The Bone Thief: A Body Farm Novel-5

At the podium Sinclair reddened. “I’m just saying we need to find realistic financial strategies for encouraging whole-body donations.”

 

 

“No, you’re saying people are greedy or stingy, that they have to be bought. I don’t agree, and I see one other person in the room who I suspect might back me up on this point.” He looked in my direction and pointed at me. “Dr. Brockton, forgive me for putting you on the spot, but have you had difficulty recruiting whole-body donors for your program?”

 

His question caught me utterly off guard. Price and Rankin had stressed the need to keep a low profile at the conference—the plan we’d agreed on was that I’d introduce myself to Sinclair after his talk and look for ways to bond with him—but it suddenly felt as if a spotlight as bright as the Luxor pyramid’s beacon was shining directly on me.

 

I stood up slowly, buying a few seconds of time, and cleared my throat. “Well, I reckon I’d have to say no, we haven’t had a lot of difficulty.”

 

Sinclair eyed me dubiously. “And your name and affiliation?”

 

“Bill Brockton. I’m the chairman of the Anthropology Department at the University of Tennessee in Knoxville. The program Dr. Faust mentioned is our decomposition-research facility. Most people call it by its nickname, the Body Farm. We study postmortem human decay and the way the rate of decay is affected by factors like temperature, humidity, presence or absence of clothing, and so on. We also do a lot of trainings for crime-scene investigators, teaching them how to find buried bodies, how to search for scattered bones, that sort of thing.”

 

Sinclair considered this. “And you use donated bodies for this work?”

 

“We do. Mostly. Some of our specimens are unclaimed bodies from the medical examiner’s system, but the majority are donated bodies. About a thousand people have donated their bodies so far, and we’ve got another sixteen hundred donors on our version of a waiting list.” I heard a few chuckles at my spin on the term “waiting list.”

 

Soon I found myself answering a string of rapid-fire questions. People asked about our research, asked how we cleaned the skeletal material, asked for details on the donation program. Finally someone asked where we’d put the sixteen hundred donors on our waiting list. “I honestly don’t know,” I said. I decided there’d never be a better opportunity to dangle the line that Price and Rankin had liked, though this wasn’t exactly the way I’d envisioned casting it. “It’s not exactly that we have too many donated bodies,” I said. “We just don’t have enough space or enough funding.”

 

More questions followed.

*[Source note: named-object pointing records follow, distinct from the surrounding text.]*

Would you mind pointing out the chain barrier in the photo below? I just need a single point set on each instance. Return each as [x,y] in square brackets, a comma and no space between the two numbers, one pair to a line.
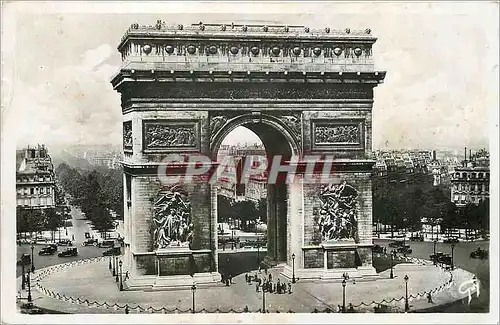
[140,309]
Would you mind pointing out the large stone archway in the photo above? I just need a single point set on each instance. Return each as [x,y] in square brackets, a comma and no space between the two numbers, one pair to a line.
[304,92]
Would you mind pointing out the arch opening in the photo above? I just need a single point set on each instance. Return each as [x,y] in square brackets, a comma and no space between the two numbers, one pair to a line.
[252,214]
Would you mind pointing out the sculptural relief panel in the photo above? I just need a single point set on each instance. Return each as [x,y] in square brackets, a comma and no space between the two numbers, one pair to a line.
[337,216]
[338,134]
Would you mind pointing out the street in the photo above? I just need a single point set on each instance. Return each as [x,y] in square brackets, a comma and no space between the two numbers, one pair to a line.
[462,260]
[79,228]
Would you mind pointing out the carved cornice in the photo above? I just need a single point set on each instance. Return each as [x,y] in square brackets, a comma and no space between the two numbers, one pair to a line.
[235,91]
[247,32]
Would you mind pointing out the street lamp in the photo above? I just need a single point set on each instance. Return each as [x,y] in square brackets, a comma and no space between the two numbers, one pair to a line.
[121,281]
[29,287]
[452,260]
[344,283]
[116,263]
[407,307]
[392,265]
[258,251]
[435,242]
[193,289]
[263,300]
[32,259]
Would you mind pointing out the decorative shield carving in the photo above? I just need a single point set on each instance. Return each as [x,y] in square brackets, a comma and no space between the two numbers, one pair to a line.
[172,219]
[294,124]
[337,218]
[335,134]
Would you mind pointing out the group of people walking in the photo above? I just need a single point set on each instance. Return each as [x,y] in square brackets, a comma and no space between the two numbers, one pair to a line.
[267,285]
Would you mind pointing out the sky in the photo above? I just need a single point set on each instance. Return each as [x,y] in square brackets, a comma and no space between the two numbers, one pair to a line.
[441,88]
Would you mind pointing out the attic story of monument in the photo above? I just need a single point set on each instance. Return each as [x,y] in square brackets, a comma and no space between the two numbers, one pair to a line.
[184,88]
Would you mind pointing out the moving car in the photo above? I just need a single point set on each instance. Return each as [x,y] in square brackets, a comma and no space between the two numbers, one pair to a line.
[72,251]
[112,251]
[89,242]
[107,244]
[25,259]
[65,242]
[396,244]
[406,249]
[440,257]
[48,250]
[479,253]
[378,249]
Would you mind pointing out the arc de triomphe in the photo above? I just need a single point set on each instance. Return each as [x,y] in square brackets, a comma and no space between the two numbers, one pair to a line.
[302,91]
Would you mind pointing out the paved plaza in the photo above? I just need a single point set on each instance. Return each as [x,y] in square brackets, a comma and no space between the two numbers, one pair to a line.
[87,286]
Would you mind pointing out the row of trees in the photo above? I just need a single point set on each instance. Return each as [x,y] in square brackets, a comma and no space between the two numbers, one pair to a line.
[96,193]
[246,211]
[405,209]
[35,220]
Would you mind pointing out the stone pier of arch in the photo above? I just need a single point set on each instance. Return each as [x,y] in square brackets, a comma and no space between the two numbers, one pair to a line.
[302,91]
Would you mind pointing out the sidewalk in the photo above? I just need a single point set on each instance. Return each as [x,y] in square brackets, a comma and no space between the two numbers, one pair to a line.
[73,288]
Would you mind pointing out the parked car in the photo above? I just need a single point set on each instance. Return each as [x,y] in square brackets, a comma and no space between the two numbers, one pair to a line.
[72,251]
[396,244]
[65,242]
[112,251]
[405,249]
[25,259]
[89,242]
[440,257]
[378,249]
[479,253]
[107,244]
[48,250]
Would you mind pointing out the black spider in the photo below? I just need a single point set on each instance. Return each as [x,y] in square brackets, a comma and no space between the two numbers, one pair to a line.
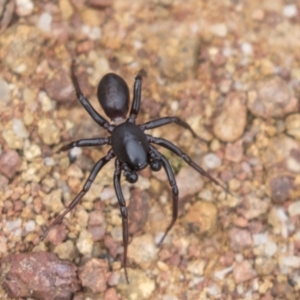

I felt bad for Sinclair. I hadn’t even planned to say anything, let alone steal the limelight, but once it shifted in my direction, I didn’t know how to get out of it. To his credit, he didn’t seem to mind. When the session ended at ten forty-five, he made a point of coming over to speak to me. Faust, on the other hand, gave me a brief wave from the back of the room, then darted out the door like a scalded cat. There appeared to be no love lost between him and Sinclair, and I wondered what had originally caused the tension.

 

Sinclair hung back till a few people had finished chatting with me, then offered me a smile and a handshake. “Dr. Brockton, you certainly livened up the discussion,” he said. “It was fascinating, and I appreciate it. I have to say, you make me wonder if I’ve been too quick to resort to the ‘throw money at it’ solution to the problem of motivating donors.”

 

“Well, we’ve been really fortunate,” I said. “The university is very supportive, the local media seem to like us, and we’ve benefited from theCSI craze. A rising tide lifts all boats, and we’re happy to be bobbing along at the high-water mark.”

 

Suddenly he frowned, aiming a finger. “I have a suspicion about you,” he said, and I felt my stomach clench. Had I been so clumsy, so obvious, that I’d already botched things? “I suspect,” he went on,

 

“you’re far too modest.”

 

So perhaps I hadn’t failed after all—not yet at least.

 

My relief turned to delight, followed swiftly by panic, when he added, “If you’ve got time, I’d love to hear more about your program over coffee.”

 

 

 

 

 

CHAPTER 23

 

 

“SHERWOOD FOREST CAFé OR SIR GALAHAD’S PUB?” Sinclair offered the hotel map for my perusal.

 

“Tough choice,” I mused. “If I were going just by the names, I’d go for Sherwood Forest, but it looks like it’s right off the casino floor, so I’m guessing it’s pretty noisy. Sir Galahad’s is on the second level, so maybe it’s quieter.”